O terror do Estado Islâmico em Berlim e o assassinato do embaixador russo na Turquia marcam reta final.
Luce Pereira (texto)
Tobias Schwarz/AFP (foto)
Como milhões de pessoas ao redor do planeta, tenho acordado com uma frustração: o ano de 2016 ainda não acabou. Parece não ter fim. E o pior é que as tragédias mundo afora dão a impressão de que disputam para estabelecer qual consegue impactar mais. Algumas se arrastam a perder de vista, a exemplo da guerra em países árabes como a Síria, outras são forjadas silenciosamente e aqui e ali irrompem em certos lugares matando inocentes, como a que espalha o terror sobre a face da Terra. Pelo menos 12 pessoas na alemã Berlim não poderão mais ver as luzes do Natal, além do sofrimento impingido a mais 48 sobreviventes do ataque do Estado Islâmico a um mercado de produtos natalinos, na noite de segunda-feira. Não esquecendo que, no mesmo dia, o embaixador da Rússia na Turquia, Andrei Karlov, não conseguiu escapar de um atirador solitário quando participava de exposição dentro de uma galeria de arte de Ancara. De 22 anos, o homem, que fazia parte de um batalhão de polícia da capital, morreu gritando “não se esqueçam de Aleppo, não se esqueçam da Síria! A menos que todos nós estejamos seguros, vocês não sentirão segurança. Saiam, saiam! Todos aqueles responsáveis por essa opressão e tortura, pagarão por isso”. E tudo sem, claro, descer a detalhes sobre a guerra nossa de cada dia contra uma violência cada vez mais assustadora, que recrudesce com a falta de políticas públicas para combatê-la.
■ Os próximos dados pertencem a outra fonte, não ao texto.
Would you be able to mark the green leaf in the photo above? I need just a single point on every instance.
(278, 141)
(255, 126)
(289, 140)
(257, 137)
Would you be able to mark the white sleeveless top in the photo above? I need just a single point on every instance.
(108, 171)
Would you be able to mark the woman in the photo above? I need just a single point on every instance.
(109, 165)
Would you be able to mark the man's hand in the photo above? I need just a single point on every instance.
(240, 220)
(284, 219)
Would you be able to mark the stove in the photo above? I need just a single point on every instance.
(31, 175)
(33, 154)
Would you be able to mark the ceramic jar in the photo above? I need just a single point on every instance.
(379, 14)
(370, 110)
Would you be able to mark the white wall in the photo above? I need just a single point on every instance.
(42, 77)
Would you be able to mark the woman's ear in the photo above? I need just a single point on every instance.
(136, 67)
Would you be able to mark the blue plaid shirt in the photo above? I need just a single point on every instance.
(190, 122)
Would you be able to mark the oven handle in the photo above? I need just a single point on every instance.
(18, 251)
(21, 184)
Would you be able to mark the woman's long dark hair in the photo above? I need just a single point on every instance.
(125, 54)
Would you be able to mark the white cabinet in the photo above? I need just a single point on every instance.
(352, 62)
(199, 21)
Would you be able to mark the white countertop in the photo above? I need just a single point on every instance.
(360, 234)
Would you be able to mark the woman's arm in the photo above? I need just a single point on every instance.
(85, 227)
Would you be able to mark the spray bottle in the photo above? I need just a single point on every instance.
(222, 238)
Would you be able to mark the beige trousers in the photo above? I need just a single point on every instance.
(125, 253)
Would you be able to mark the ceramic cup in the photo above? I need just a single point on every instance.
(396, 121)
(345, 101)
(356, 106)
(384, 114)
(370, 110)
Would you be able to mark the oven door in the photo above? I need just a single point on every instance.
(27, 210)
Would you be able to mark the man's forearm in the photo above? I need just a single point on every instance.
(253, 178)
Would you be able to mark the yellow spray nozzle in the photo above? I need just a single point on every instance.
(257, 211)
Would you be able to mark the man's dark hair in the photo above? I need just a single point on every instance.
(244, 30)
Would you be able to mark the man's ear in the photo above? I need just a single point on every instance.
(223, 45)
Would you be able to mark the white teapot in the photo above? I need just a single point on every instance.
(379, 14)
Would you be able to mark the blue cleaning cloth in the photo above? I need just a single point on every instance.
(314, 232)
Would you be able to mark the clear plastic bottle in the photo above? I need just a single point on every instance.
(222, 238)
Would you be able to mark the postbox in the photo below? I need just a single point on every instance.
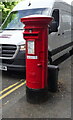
(36, 36)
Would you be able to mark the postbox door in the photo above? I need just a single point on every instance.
(35, 60)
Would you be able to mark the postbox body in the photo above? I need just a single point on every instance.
(36, 36)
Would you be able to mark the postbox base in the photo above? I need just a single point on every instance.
(36, 96)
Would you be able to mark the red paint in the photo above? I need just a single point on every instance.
(36, 29)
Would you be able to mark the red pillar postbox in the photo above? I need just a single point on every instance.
(36, 36)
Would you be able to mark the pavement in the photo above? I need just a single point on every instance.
(58, 105)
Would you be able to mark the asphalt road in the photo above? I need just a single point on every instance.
(13, 95)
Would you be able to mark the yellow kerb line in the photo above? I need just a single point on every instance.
(9, 87)
(12, 90)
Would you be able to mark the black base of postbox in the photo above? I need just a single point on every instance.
(36, 96)
(53, 78)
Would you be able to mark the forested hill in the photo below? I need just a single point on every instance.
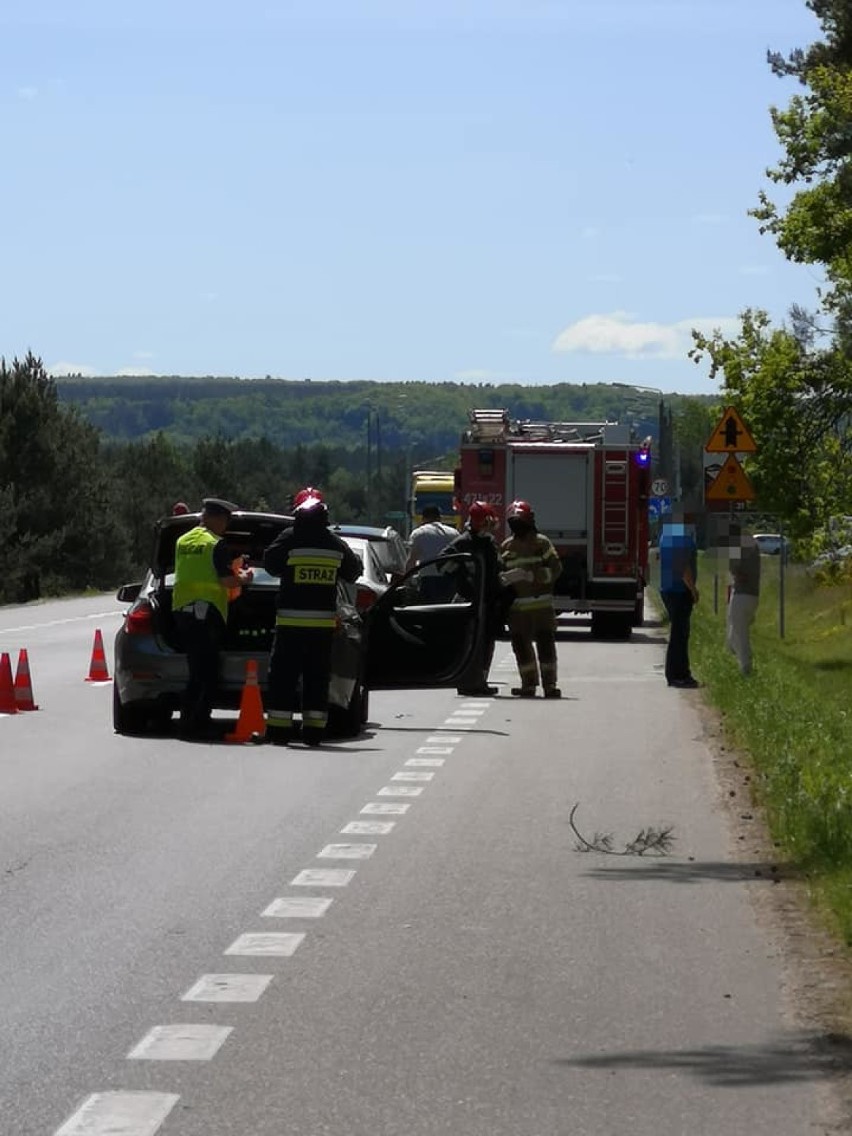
(427, 417)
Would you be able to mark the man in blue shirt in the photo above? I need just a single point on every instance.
(678, 570)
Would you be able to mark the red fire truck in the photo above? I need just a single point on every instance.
(589, 484)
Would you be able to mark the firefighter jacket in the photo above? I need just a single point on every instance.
(534, 556)
(309, 559)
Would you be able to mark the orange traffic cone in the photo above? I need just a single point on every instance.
(251, 723)
(7, 687)
(98, 671)
(23, 685)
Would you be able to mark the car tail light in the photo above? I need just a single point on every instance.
(139, 619)
(365, 599)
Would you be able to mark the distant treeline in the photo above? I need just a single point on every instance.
(425, 419)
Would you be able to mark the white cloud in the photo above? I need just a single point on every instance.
(60, 369)
(620, 333)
Percebe-se uma sensação de desgoverno e de selvageria no ar, como se, de repente, houvessem se perdido os códigos que permitem aos homens se reconhecerem como parte da mesma raça humana. É, de fato, assustador, porque os desequilíbrios alimentam a desesperança e ela acaba funcionando como combustível para uma energia de destruição. Embora não sejam claros os caminhos, a única certeza que milhões no mundo (assombrados pela violência extrema) têm é a da necessidade de interrupção deste ciclo. Poderíamos supor, a partir de um conceito do psicanalista Carl Gustav Jung que a capacidade de amar entrou em colapso, pois, segundo deduziu, “onde acaba o amor tem início o poder, a violência e o terror”. Assim sendo, ganha mais força a tese da não violência como arma contra tudo isto, mesmo a ideia ainda soando como algo romântico, sem ressonância no conjunto de possibilidades reais. Faço parte do pequeno número que acredita nas profundas transformações provocadas por gestos de humanidade, fraternidade, solidariedade e tudo o que signifique respeito pela vida. Notadamente porque quem precisa e deseja a paz é a maioria.
Há pouco tempo, tive o privilégio de conhecer algumas mudanças operadas em populações que são cotidianamente submetidas a um grande nível de estresse. Presidiários, inclusive. A violência encontra terreno extremamente fértil onde a aridez dos sentimentos predomina. Expostos, os indivíduos ficam propensos a dar as piores respostas em sociedade, o que inevitavelmente acaba produzindo relações adoecidas por maus-tratos recíprocos. O que vi, através do trabalho da ONG Arte de Viver, fundada pelo indiano Sri Sri Ravi Shankar, que esteve terça-feira no Recife, foram pessoas mais relaxadas e confiantes a partir de diálogos e técnicas de meditação e respiração. Ocorre que os próprios governos não se empenham em tornar esses benefícios parte de políticas públicas destinadas a deixar a violência ao menos em nível tolerável.
De acordo com o incensado filósofo Jean-Paul Sartre, “a violência, seja qual for a maneira como ela se manifesta, é sempre uma derrota”. Às vésperas do Natal, o sentimento se mostra praticamente este diante dos graves distúrbios que seguem ocorrendo no mundo. Lamentamos que 2016 pareça um ano interminável, pela sucessão de acontecimentos trágicos e notícias desalentadoras, mas 2017 não parecerá menos longo e sofrido se não começarmos a levar a sério o amor. Nada surgiu de mais milagroso e ele segue dando provas de que pode mesmo “mover montanhas”.